1. hard to know exactly what you mean here, but certain apps are expected to be in the applications folder. mostly apple apps. if you move them to other folders, you might have troubles updating. also, if you have apps directly on your harddrive's main or 'root' level, you may have problems deleting them without doing something called 'enabling root'.  but basically drag and drop works better than it ever did if that is what you are asking. 
2. for most apps, yes. toast still checks for certain things in os 9 i believe if os 9 is on the mac.  it's never a bad idea to keep an os 9 version of certain important apps in case you were to ever be forced to use it due to some unforseen problem. but for the most part, the answer to your question is yes.


----------



## Cheryl (Jan 1, 2003)

I wouldn't delete the Mac OS 9 App's until you have the equal installed in OS X. 
Print Shop only works in Classic. A scanner will not work in X.  And there are some games like Apeiron or the Hoyle Card games that are not ported for X.


----------



## ~~NeYo~~ (Jan 2, 2003)

> _Originally posted by Cheryl _
> *. A scanner will not work in X.  *



NO scanner's @ all?!


----------



## Sogni (Jan 2, 2003)

*Looks at his Epson Perfection 1240U Photo and can't remember when was the last time he scanned in OS9*  
Works fine for me.


----------



## xaqintosh (Jan 2, 2003)

some scanners do, some scanners don't.


----------



## ~~NeYo~~ (Jan 2, 2003)

Oh! i was getting worried then! 

<< nearly held onto my Peecee for a moment! ... ok, i'll be cautious 2 make sure the next scanner i get is 10.2 compatible


----------



## hulkaros (Jan 3, 2003)

The majority of scanners from big players out there work just fine under X.2.3!
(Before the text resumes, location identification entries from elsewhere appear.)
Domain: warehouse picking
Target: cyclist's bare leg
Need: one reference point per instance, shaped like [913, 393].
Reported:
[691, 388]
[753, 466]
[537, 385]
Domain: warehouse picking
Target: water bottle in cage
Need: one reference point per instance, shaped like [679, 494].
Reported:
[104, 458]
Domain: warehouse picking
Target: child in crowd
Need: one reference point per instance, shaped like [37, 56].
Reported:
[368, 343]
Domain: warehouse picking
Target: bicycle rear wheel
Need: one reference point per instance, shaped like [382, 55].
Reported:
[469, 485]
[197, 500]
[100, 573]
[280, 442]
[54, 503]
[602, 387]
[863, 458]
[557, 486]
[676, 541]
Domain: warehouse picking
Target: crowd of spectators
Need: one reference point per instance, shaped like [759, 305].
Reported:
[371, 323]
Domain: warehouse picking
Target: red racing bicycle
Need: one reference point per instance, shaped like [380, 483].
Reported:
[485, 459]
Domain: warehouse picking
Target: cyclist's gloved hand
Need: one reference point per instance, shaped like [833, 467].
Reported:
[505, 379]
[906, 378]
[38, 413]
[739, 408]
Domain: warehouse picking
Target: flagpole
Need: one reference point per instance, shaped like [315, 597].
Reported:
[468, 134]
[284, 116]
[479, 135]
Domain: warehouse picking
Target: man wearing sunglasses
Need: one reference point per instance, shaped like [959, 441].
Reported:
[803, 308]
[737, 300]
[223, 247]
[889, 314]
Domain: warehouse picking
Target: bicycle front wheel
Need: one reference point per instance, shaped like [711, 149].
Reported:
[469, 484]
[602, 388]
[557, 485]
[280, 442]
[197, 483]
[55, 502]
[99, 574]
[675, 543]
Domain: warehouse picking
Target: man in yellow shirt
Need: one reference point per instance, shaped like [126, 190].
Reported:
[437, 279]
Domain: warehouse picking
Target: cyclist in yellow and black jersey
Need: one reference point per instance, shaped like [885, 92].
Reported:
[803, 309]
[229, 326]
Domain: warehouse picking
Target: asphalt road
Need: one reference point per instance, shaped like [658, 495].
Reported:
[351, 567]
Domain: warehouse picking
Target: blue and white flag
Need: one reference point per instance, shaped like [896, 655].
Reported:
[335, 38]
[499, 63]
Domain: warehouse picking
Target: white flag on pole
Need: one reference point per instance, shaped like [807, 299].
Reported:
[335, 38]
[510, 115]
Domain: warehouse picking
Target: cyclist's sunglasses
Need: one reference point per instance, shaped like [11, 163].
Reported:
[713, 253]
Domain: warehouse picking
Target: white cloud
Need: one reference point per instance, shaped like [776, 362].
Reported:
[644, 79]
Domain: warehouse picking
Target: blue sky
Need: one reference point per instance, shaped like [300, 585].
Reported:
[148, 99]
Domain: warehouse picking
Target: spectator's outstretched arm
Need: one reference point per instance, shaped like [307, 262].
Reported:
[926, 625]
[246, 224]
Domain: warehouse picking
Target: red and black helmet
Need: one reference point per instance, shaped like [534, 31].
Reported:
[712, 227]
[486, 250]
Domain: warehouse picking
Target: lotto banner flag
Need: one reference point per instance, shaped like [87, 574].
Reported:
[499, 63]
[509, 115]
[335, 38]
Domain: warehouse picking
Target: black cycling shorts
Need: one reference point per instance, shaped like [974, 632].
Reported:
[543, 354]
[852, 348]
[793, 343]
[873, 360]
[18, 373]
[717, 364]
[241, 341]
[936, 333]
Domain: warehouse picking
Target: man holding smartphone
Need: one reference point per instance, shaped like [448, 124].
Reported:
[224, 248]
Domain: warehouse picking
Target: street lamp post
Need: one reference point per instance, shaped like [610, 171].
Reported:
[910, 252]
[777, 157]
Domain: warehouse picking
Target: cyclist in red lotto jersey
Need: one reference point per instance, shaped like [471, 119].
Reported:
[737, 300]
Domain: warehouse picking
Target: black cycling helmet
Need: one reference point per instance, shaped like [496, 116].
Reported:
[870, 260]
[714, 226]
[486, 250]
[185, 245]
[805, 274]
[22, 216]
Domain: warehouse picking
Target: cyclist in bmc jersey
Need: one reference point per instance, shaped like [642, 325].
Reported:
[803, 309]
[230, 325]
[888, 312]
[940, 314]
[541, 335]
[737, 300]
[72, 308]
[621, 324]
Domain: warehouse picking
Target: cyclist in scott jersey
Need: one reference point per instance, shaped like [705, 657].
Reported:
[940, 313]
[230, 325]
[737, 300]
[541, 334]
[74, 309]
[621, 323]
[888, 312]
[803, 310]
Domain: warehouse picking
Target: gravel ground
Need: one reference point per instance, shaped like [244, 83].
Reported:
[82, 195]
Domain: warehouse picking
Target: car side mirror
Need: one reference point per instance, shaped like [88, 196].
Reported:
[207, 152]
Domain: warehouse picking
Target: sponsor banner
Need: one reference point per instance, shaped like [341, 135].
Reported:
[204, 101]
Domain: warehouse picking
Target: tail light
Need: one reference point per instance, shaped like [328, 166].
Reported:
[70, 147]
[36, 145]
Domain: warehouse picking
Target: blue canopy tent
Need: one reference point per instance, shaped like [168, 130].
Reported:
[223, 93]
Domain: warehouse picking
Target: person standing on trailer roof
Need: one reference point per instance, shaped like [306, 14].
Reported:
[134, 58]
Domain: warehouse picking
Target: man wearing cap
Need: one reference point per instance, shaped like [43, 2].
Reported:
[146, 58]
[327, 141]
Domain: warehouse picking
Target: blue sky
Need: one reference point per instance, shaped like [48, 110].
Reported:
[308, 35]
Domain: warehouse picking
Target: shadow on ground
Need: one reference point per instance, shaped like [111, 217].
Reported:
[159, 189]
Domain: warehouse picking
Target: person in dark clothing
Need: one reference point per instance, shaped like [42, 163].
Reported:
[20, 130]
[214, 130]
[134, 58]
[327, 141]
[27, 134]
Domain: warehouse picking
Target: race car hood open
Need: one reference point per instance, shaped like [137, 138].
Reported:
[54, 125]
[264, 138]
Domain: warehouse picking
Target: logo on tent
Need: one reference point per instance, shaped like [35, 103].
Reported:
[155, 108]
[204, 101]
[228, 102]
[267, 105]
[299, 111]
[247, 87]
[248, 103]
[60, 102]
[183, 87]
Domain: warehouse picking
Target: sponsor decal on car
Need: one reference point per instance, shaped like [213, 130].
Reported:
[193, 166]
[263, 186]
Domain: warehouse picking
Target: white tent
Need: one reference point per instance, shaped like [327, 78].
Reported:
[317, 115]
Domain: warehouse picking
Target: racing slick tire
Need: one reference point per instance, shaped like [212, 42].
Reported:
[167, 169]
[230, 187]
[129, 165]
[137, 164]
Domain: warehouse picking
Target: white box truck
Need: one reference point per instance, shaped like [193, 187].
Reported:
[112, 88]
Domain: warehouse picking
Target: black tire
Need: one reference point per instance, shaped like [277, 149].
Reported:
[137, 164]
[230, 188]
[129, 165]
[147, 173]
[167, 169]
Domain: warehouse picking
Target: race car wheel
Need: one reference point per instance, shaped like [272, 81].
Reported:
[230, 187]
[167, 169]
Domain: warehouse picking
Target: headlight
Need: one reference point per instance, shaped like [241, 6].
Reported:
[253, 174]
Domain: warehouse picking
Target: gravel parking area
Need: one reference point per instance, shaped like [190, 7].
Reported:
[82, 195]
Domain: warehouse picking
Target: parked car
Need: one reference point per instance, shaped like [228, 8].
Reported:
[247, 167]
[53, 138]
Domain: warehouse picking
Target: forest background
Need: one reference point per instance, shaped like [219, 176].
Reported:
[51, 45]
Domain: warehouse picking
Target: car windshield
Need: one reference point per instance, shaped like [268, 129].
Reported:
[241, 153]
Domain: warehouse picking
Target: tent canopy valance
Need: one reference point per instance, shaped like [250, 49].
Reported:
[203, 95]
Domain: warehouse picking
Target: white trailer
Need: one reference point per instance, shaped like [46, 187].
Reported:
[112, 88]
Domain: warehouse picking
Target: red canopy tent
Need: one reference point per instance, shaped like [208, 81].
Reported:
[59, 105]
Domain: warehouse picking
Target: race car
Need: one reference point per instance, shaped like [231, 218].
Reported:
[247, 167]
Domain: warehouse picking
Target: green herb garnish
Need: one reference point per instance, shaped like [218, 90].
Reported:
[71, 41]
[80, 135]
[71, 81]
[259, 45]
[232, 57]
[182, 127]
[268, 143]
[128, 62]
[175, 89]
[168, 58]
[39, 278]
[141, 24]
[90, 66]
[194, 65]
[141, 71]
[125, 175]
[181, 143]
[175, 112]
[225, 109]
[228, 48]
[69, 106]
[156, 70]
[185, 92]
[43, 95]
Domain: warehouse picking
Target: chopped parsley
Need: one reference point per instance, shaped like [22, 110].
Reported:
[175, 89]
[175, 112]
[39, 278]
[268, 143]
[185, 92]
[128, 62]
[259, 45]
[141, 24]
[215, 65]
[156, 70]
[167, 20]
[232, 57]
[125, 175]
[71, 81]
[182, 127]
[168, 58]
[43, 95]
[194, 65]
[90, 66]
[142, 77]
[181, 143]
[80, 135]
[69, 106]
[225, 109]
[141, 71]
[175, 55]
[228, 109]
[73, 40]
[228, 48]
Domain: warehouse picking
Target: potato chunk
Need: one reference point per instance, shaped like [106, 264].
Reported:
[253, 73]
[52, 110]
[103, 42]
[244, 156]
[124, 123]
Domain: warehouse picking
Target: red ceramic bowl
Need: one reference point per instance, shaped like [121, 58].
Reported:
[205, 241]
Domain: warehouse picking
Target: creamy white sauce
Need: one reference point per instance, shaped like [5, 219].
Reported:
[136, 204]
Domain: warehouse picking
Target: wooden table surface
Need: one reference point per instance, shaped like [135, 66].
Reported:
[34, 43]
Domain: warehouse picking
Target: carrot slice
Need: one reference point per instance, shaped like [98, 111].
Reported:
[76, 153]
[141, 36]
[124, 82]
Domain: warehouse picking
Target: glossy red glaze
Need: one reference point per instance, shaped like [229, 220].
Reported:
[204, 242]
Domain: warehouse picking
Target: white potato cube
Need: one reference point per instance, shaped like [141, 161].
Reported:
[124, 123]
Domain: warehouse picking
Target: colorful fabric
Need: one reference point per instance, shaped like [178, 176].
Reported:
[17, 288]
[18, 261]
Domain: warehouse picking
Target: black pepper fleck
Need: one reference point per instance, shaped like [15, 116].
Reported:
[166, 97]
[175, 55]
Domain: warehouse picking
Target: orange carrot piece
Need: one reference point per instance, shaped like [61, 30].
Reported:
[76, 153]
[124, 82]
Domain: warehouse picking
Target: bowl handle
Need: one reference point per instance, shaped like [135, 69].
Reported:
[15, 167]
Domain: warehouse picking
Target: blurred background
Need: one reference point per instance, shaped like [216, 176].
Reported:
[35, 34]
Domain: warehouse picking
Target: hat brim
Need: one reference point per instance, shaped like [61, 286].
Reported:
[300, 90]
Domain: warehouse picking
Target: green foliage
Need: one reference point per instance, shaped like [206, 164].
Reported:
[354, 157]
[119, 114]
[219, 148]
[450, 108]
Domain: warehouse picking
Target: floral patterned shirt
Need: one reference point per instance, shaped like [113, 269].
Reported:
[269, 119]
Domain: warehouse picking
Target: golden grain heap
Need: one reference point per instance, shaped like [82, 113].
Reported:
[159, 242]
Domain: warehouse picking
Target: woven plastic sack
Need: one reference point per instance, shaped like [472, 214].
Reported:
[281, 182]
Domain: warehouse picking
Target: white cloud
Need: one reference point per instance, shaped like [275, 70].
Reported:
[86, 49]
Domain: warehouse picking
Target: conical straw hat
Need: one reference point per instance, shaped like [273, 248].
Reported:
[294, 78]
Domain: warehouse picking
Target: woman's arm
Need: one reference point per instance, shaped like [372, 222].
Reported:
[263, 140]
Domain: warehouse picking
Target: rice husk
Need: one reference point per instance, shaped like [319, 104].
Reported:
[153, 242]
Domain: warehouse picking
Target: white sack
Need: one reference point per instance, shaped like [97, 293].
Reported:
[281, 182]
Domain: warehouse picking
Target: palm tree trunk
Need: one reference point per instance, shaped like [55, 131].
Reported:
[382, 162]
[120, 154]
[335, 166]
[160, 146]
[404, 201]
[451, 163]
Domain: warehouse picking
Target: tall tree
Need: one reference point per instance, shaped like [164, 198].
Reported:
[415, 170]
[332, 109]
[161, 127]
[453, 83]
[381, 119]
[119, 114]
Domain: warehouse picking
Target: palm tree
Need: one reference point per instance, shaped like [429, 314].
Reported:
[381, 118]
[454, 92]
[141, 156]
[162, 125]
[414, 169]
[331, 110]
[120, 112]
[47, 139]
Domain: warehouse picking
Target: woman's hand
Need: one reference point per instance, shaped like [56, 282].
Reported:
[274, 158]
And when they don't you GOT to give a shot at VueScan (www.versiontracker.com/macosx/) which most probably will solve your scanning problems    more or less


----------



## edX (Jan 3, 2003)

unless it's a umax usb


----------



## fryke (Jan 3, 2003)

It's just sad. UMAX was once big in the Mac business, they even sold Mac clones back then... And now they've all but abandoned our beloved platform... Well, screw them, buy Canon.


----------